The going was rough: loose dirt with barely attached vegetation moved under every step. The vegetation quickly gave way to scree, and then we were left with rocks in every direction. The shortcut took us to a notch in the ridge. The notch formed a respite on either side of 45-degree slopes. It was worn from the previous hikers who had taken this moment to open their packs and see what treats were inside.
From this viewpoint we could finally see down into Summit County on the eastern side. A glacial valley flowed from the flanks of “Peak C”, Mt Powell’s neighbour, all the way down to the Blue River below. Peak C is a striking summit, rising dramatically out of the ridge, and it formed our view for most of the day. Mt Powell remained elusive, hiding behind the shoulder we were climbing.
We caught our breaths, then found our way onto the traverse. Feet were placed carefully, and moves were considered as we worked around the mountain and into a huge couloir running up the southern face of the mountain. The scree was loose, and we coordinated our group of five to avoid dangerous rock falls. The top of the slope turned to large rocks and intermittent snow. Finally, as the gradient mellowed we could see the peak, and the final push was easy compared to the scree below. We summited in 4.5 hours, almost five miles from the trailhead, and 4700 feet higher than when we started.
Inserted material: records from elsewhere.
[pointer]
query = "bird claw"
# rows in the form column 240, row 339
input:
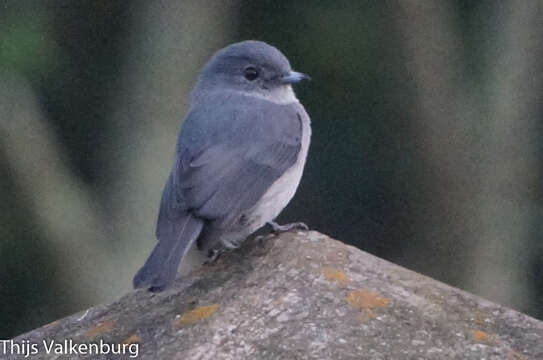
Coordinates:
column 276, row 228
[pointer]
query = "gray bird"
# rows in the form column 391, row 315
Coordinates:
column 239, row 158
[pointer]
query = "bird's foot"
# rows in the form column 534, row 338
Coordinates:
column 276, row 228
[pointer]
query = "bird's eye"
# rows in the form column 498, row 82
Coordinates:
column 250, row 73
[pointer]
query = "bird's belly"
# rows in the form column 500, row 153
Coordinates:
column 276, row 198
column 270, row 204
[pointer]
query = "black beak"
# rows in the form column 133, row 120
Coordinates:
column 294, row 77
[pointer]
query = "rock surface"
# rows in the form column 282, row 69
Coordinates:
column 300, row 295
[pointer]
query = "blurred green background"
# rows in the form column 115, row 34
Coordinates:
column 426, row 124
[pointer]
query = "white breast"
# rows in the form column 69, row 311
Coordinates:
column 283, row 189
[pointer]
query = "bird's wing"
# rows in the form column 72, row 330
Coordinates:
column 228, row 156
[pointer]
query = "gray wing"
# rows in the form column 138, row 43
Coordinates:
column 229, row 155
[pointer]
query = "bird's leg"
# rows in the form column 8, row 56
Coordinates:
column 276, row 228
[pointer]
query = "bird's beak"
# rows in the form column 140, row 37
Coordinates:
column 294, row 77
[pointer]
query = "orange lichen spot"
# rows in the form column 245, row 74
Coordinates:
column 332, row 274
column 103, row 328
column 480, row 336
column 513, row 355
column 200, row 313
column 132, row 339
column 365, row 299
column 366, row 315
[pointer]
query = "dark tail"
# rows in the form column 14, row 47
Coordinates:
column 160, row 269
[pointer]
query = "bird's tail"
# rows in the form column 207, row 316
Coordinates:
column 160, row 269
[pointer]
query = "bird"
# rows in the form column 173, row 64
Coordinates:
column 239, row 158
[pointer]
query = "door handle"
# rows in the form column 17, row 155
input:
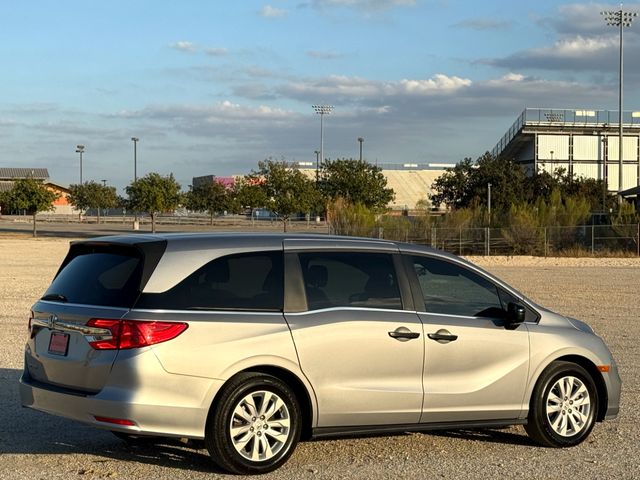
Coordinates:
column 403, row 334
column 442, row 336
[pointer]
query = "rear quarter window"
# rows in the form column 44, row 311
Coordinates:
column 104, row 278
column 247, row 281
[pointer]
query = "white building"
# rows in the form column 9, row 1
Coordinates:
column 583, row 142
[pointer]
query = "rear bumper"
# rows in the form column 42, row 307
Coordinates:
column 139, row 390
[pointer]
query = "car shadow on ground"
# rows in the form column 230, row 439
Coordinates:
column 26, row 431
column 490, row 435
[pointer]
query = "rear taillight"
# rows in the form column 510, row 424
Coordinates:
column 127, row 334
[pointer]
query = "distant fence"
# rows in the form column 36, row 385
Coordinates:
column 540, row 241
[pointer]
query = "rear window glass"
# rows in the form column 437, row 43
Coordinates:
column 248, row 281
column 99, row 278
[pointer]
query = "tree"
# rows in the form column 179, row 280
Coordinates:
column 287, row 190
column 154, row 193
column 30, row 195
column 209, row 197
column 92, row 195
column 247, row 192
column 357, row 181
column 466, row 184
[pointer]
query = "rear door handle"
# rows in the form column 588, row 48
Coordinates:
column 442, row 336
column 403, row 334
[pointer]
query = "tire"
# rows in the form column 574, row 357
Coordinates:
column 563, row 406
column 255, row 426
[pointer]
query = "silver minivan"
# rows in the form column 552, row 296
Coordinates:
column 253, row 342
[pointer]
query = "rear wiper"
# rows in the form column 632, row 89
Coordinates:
column 55, row 296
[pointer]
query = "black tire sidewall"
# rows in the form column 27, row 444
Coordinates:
column 222, row 445
column 563, row 370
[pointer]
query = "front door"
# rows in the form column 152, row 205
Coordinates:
column 475, row 368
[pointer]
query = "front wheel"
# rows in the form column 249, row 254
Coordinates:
column 255, row 426
column 563, row 406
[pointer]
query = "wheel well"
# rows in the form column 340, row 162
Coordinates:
column 290, row 379
column 589, row 366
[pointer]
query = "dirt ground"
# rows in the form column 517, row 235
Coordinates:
column 602, row 292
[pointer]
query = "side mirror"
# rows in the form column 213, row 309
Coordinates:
column 515, row 314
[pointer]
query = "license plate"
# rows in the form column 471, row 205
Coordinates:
column 59, row 343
From the top, the teeth of the Gore rose up to the south; they gave way to the ten-mile range just a smidgen to the east. The Sawatch Range, which lies west of Leadville, formed the next stop on our panorama: we could see the flat head of Mt Elbert sticking up in the distance. Moving closer, The Holy Cross Wilderness displayed all its treasures, with Mount of the Holy Cross our closest neighbour. The New York mountains which are above Christa’s house in Edwards looked so much smaller than I know they are, but behind them you could see the distant pink peaks of the Maroon Bells. The Western boundary of our view was the Flattops – a mystical set of peaks to me. I need to go explore them. Circling north now, we strained our eyes onto the Zirkels by Steamboat, seeming too small and distant, away from the other ranges in Colorado. Now East, and the Medicine Bow Mountains melded smoothly into the Never Summer range, then rising to the distinctive flat peak of Longs in Rocky Mountain National Park. Finally, I glanced my eyes onto the Indian Peaks where we’d hiked a couple of weeks earlier. The circle was complete. A huge view, fitting all the parts of Colorado into a new view that took time to process.
The immediate foreground was taken up with Bubble Lake. Sitting against the east of the Gore, runs of glistening snow were slipping gently into its icy blue water. It was large for an alpine lake, flowing down into successive pools before the stream of water disappeared under the alluvial flow and eventually into the main river in the valley.
The top of Mount Powell gave me a new perspective on how the jigsaw of Colorado fits together; more clearly seeing the jagged edge of summit and eagle counties, and tracing the routes of roads taking the path of least resistance through the hills.
After 8.5 hours, our feet carried us back to the car. It’s one of the toughest hikes I’ve done, both from the terrain, but also the elevation we gained to get on the top. It’s remoteness, the vague trail, and the effort taken to get to the top makes it one that will stick in mind for a long time to come.